Two issues using VAE with multiple inputs

doctorwes commented 5 years ago

I'm trying to implement a VAE with two input vectors rather than one. The purpose is to be able to sample the first vector conditional on known values of the second. My first attempt was the following:

@inf.probmodel
def vae(k, d0, dx, dy, decoderx, decodery):
    with inf.datamodel():
        z = inf.Normal(tf.ones(k), 1,name="z")
        x = inf.Normal(decoderx(z, d0, dx), 1, name="x")
        y = inf.Deterministic(decodery(z, d0, dy), name="y")

# Neural networks for decoding and encoding
def decoderx(z, d0, dx):
    h0 = tf.keras.layers.Dense(d0, activation=tf.nn.relu)
    h1 = tf.keras.layers.Dense(dx)
    return h1(h0(z))

def decodery(z, d0, dy):
    h0 = tf.keras.layers.Dense(d0, activation=tf.nn.relu)
    h1 = tf.keras.layers.Dense(dy)
    return h1(h0(z))

def encoder(x, y, d0, k):
    hm = tf.keras.layers.Concatenate(axis=1)
    h0 = tf.keras.layers.Dense(d0, activation=tf.nn.relu)
    h1 = tf.keras.layers.Dense(2*k)
    return h1(h0(hm([x, y])))

# Q model for making inference
@inf.probmodel
def qmodel(k, d0, dx, dy, encoder):
    with inf.datamodel():
        x = inf.Normal(tf.ones(dx), 1, name="x")
        y = inf.Normal(tf.ones(dy), 1, name="y")
        print((x.shape, y.shape))
        output = encoder(x, y, d0, k)
        qz_loc = output[:, :k]
        qz_scale = tf.nn.softplus(output[:, k:]) + scale_epsilon
        qz = inf.Normal(qz_loc, qz_scale, name="z")

k = 3
d0 = 50
dx = 4
dy = 2
scale_epsilon = 1e-6

m = vae(k, d0, dx, dy, decoderx, decodery)
sample = m.prior().sample(1000)

q = qmodel(k, d0, dx, dy, encoder)
m.fit(sample, inf.inference.VI(q, epochs=10000))

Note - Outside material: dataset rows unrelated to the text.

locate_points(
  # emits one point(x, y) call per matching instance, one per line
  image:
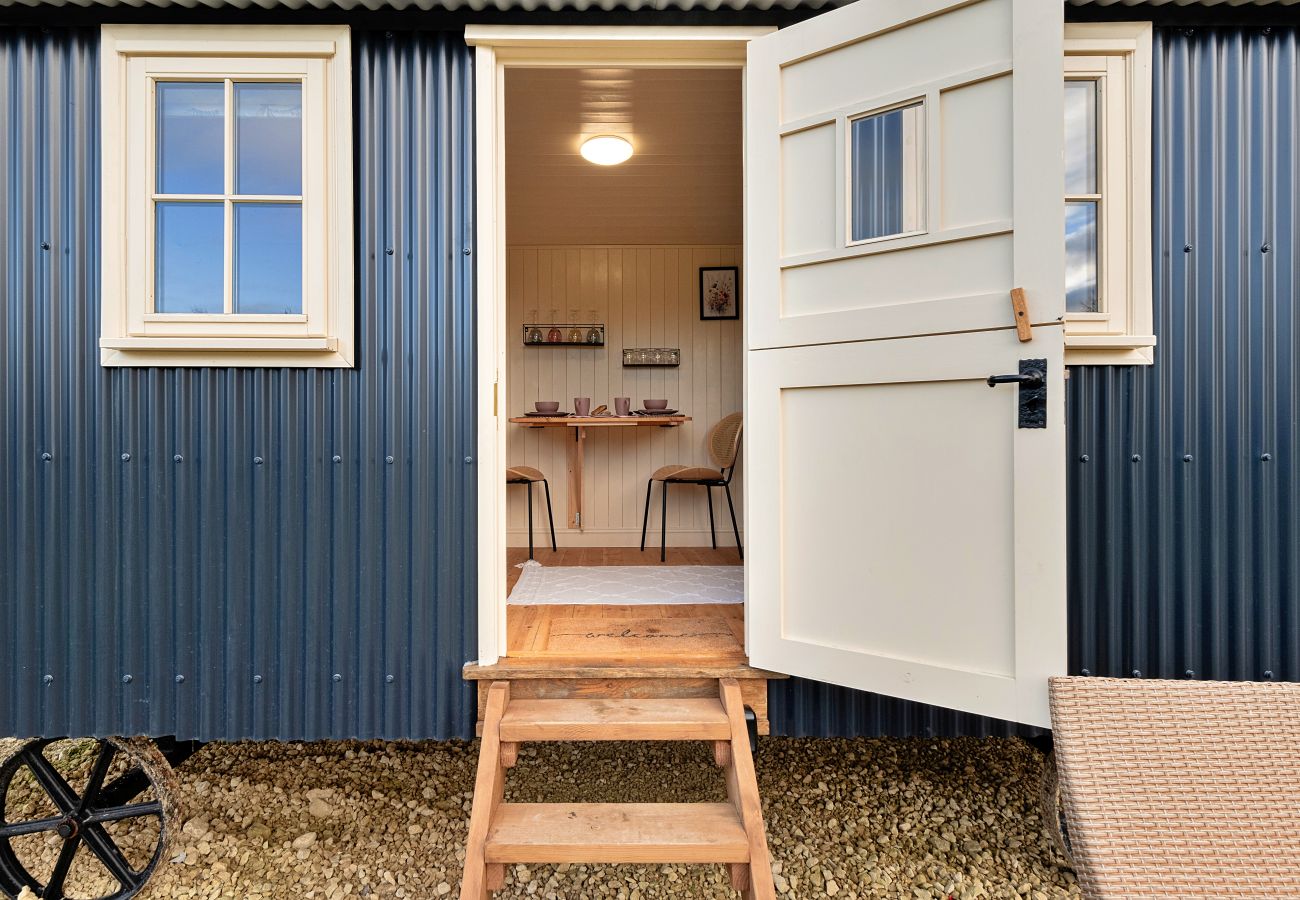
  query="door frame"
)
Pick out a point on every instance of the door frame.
point(498, 47)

This generates the following error:

(TensorShape([Dimension(1), Dimension(4)]), TensorShape([Dimension(1), Dimension(2)]))
(TensorShape([Dimension(1), Dimension(4)]), TensorShape([Dimension(2)]))
---------------------------------------------------------------------------
IndexError                                Traceback (most recent call last)
<ipython-input-15-48f880cfb1cd> in <module>()
----> 1 q = qmodel(k, d0, dx, dy, encoder)
      2 
      3 m.fit(sample, inf.inference.VI(q, epochs=10000))

...

/home/wkp/.conda/envs/WKPenv/lib/python3.6/site-packages/tensorflow_core/python/keras/layers/merge.py in build(self, input_shape)
    383     shape_set = set()
    384     for i in range(len(reduced_inputs_shapes)):
--> 385       del reduced_inputs_shapes[i][self.axis]
    386       shape_set.add(tuple(reduced_inputs_shapes[i]))
    387     if len(shape_set) > 1:

IndexError: list assignment index out of range

I can eliminate the error by reshaping y in the encoder function:

output = encoder(x, tf.reshape(y, (x.shape[0], y.shape[-1])), d0, k)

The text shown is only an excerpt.